Faşistlerin Sovyet halkını mahkûm ettiği açlık ve soğuğa Alman bombardımanları da eklenince kent tam bir mahşer alanına dönüşmüştü. Karneyle dağıtılan çok az miktardaki yiyecek rezervi yetmeyince önce evde beslenen kuşlardan medet umar olmuşlardı. Daha sonraysa sıra sokak hayvanlarına geldi. İnsanlar hayatta kalabilmek için buldukları her şeyi yediler: kitap ciltleri, duvar kâğıtları, deri ayakkabılar, bataklık kömürleri… İnsan cesetlerinden geçilmeyen sokaklar zamanla günlük yaşamın bir parçası haline gelmişti. Korkunç koşullar nedeniyle 30 bin ölümün gerçekleştiği günler bile oluyordu. Kuşatmanın son yılında, 12 yaşındaki Tanya Saviçeva henüz açlıktan ölmeden önce günlüğüne şunları yazmıştı: “Zhenya 28 Aralık 1941’de saat 12.30’da öldü. Büyükannem 25 Ocak 1942’de saat 3’te öldü. Lyoka 17 Mart 1942’de saat 5’te öldü. Vasya amcam 13 Nisan 1942’de saat 2’de öldü. Lyoşa amcam 10 Mayıs 1942’de saat 4’te öldü. Annem 13 Mayıs 1942’de saat 7.30’da öldü. Saviçeva’lar öldüler. Herkes öldü. Yalnızca Tanya hayatta.” 

HALKIN FAŞİZME KARŞI YILMAZ DİRENİŞİ

Halkın direncini kırmaya yönelik tüm girişimlerine rağmen Hitler, Leningrad’dan istediğini alamadı. Naziler ilk andan itibaren beklemedikleri bir direnişle yüzleşmişlerdi. Leningrad Temsilciler Konseyi 27 Haziran 1941’de sivil halktan “ilk direniş grupları” örgütlemiş, tüm kent nüfusunun tehlikeden haberdar edilmesinin ardından bir milyonun üzerinde yurttaş savunma tertibatı inşasında çalışmak üzere seferber edilmişti. Kent çevresinde kuzey ve güneyden düşman kuvvetlerini savuşturmak adına birkaç hat şeklinde inşa edilen savunma düzeni takdire şayan bir sivil direniş hareketiydi.

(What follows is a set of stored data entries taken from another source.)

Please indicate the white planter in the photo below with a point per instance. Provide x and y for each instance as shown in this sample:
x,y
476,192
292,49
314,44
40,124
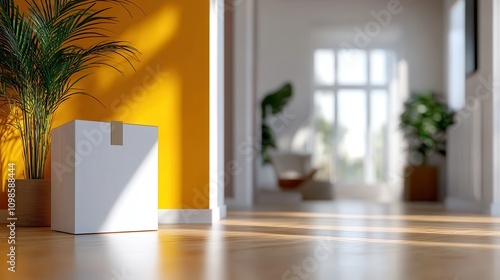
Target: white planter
x,y
99,187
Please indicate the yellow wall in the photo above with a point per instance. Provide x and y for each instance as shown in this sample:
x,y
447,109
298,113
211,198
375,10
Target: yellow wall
x,y
169,89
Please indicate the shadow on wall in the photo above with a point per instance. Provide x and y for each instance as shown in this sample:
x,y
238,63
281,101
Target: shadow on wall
x,y
169,89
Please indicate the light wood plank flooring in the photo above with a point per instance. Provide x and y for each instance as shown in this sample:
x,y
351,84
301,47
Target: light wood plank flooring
x,y
341,240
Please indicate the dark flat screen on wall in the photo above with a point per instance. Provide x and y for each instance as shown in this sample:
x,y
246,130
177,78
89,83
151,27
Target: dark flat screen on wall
x,y
470,36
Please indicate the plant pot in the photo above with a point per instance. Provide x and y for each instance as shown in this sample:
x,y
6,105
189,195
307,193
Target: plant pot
x,y
421,183
33,203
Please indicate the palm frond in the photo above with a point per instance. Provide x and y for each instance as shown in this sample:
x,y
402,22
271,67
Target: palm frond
x,y
44,54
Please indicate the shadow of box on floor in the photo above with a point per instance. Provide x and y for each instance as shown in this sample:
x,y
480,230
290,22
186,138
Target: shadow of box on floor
x,y
421,183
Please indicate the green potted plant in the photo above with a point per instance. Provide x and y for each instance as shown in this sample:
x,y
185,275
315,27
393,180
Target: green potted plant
x,y
44,53
272,104
424,122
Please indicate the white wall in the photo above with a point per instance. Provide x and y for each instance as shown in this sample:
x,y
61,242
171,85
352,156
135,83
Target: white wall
x,y
286,31
473,182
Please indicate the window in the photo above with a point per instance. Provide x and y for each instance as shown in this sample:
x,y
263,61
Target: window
x,y
352,105
456,56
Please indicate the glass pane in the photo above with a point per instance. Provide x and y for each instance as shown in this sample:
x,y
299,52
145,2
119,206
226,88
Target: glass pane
x,y
352,67
351,135
379,123
324,107
456,56
378,67
324,67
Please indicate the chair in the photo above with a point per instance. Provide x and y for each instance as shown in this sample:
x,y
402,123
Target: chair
x,y
295,172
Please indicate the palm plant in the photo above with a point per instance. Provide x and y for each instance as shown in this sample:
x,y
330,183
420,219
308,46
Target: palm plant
x,y
44,53
425,121
272,104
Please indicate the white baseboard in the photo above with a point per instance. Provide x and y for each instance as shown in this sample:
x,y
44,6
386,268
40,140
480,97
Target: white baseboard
x,y
174,216
495,209
219,213
472,206
185,216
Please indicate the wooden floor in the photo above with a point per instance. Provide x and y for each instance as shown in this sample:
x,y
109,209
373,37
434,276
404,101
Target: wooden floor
x,y
314,241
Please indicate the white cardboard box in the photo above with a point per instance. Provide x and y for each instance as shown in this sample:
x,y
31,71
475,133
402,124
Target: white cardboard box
x,y
99,187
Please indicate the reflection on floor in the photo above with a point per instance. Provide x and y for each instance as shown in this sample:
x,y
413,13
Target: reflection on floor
x,y
345,240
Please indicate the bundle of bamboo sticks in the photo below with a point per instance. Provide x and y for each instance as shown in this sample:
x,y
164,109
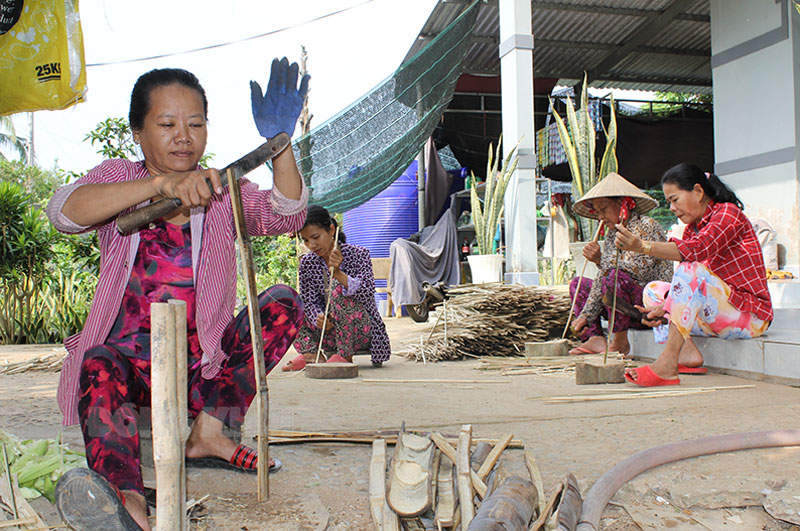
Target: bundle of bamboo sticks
x,y
492,320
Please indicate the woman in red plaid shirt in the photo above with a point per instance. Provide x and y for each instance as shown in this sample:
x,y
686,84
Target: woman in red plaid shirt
x,y
719,288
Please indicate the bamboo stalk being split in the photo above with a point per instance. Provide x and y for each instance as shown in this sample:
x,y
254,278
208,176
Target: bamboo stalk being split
x,y
464,480
578,287
167,434
328,302
256,336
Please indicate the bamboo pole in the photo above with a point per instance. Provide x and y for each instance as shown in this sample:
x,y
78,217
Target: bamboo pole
x,y
256,335
578,287
327,302
167,453
463,472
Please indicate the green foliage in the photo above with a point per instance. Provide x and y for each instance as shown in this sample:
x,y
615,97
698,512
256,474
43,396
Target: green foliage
x,y
668,107
486,217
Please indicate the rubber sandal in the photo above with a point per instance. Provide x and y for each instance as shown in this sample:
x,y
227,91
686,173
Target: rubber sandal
x,y
683,369
244,459
645,377
297,364
85,500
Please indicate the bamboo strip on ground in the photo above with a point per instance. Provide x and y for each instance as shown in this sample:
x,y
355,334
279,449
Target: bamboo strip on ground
x,y
464,472
448,450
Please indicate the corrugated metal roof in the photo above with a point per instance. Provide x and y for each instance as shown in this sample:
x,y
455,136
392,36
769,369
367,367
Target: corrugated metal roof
x,y
626,44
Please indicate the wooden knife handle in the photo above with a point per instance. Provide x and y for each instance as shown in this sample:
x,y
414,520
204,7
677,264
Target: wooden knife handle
x,y
131,221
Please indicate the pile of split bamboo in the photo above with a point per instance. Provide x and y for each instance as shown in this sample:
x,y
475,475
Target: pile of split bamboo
x,y
431,485
492,320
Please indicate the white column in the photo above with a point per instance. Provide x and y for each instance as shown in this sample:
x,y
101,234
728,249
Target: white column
x,y
516,68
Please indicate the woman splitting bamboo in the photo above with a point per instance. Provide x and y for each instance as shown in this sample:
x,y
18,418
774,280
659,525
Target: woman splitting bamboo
x,y
186,255
608,202
719,288
336,277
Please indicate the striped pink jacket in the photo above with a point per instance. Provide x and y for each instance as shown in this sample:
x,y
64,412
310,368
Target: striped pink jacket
x,y
267,212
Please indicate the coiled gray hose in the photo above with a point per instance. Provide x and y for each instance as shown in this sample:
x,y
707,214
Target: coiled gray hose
x,y
605,487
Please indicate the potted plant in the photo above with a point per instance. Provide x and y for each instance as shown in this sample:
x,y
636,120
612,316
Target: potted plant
x,y
485,265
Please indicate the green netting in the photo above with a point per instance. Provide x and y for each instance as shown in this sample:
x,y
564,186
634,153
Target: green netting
x,y
359,152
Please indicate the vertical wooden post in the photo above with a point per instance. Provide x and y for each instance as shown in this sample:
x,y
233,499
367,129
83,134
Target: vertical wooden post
x,y
167,436
256,337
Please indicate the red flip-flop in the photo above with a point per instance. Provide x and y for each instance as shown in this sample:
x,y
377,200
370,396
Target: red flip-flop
x,y
683,369
297,364
645,377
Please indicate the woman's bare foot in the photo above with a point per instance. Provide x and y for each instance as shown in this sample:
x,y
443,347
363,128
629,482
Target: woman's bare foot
x,y
137,507
620,343
207,440
690,355
593,345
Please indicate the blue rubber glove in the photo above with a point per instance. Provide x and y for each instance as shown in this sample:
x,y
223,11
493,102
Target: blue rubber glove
x,y
277,110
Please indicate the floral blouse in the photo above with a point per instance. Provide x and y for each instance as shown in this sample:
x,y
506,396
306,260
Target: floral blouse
x,y
357,265
641,267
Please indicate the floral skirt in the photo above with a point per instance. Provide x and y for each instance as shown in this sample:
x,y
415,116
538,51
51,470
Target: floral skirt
x,y
697,303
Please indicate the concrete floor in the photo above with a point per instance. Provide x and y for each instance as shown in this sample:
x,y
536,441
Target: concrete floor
x,y
325,485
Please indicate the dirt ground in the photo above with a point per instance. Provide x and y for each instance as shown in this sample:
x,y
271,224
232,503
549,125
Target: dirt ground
x,y
325,486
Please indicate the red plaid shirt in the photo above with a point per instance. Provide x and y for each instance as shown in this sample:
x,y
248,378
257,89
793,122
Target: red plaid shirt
x,y
724,240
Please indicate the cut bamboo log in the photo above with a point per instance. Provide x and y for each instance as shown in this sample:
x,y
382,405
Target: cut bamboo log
x,y
256,337
446,501
494,455
464,472
410,490
448,450
536,478
167,442
510,507
377,482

Leningrad sakinlerinin bu mücadelede yalnız olduklarını söylemekse pek doğru olmazdı. Kışın donan Ladoga Gölü Sovyet halkının en önemli müttefikiydi. Gölün donması sayesinde kente erzak taşıyan konvoyların hareketine olanak sağlanıyordu. Alman bombardımanı bardaktan boşanırcasına yağarken kaygan ve tehlikeli bir yolculuğu göze alıp kenti savunanlara yiyecek içecek taşımak benzersiz bir kahramanlık örneğiydi. Bu güzergâh daha sonra tarihe Yaşam Yolu olarak kazınacaktı.

Kentin yardımına Sovyet sanatçıları da koşmuştu. Kuşkusuz halkın çaresizlik içinde kıvrandığı, ölümün kanıksandığı bir manzarada zafer elde etmenin temel şartı moral gücüydü. Tarihin kendilerine yüklediği sorumluluktan kaçmayan sanatçılar, kenti saran karanlık duvarda gedikler açmayı başarmışlardı. Radyo bir dakika olsun susmamış, Güzel Sanatlar Akademisinde sanatçılar dondurucu soğukta ve neredeyse tamamen karanlık bir ortamda çalışarak halkın direncini ve yaşam azmini ayakta tutmuşlardı.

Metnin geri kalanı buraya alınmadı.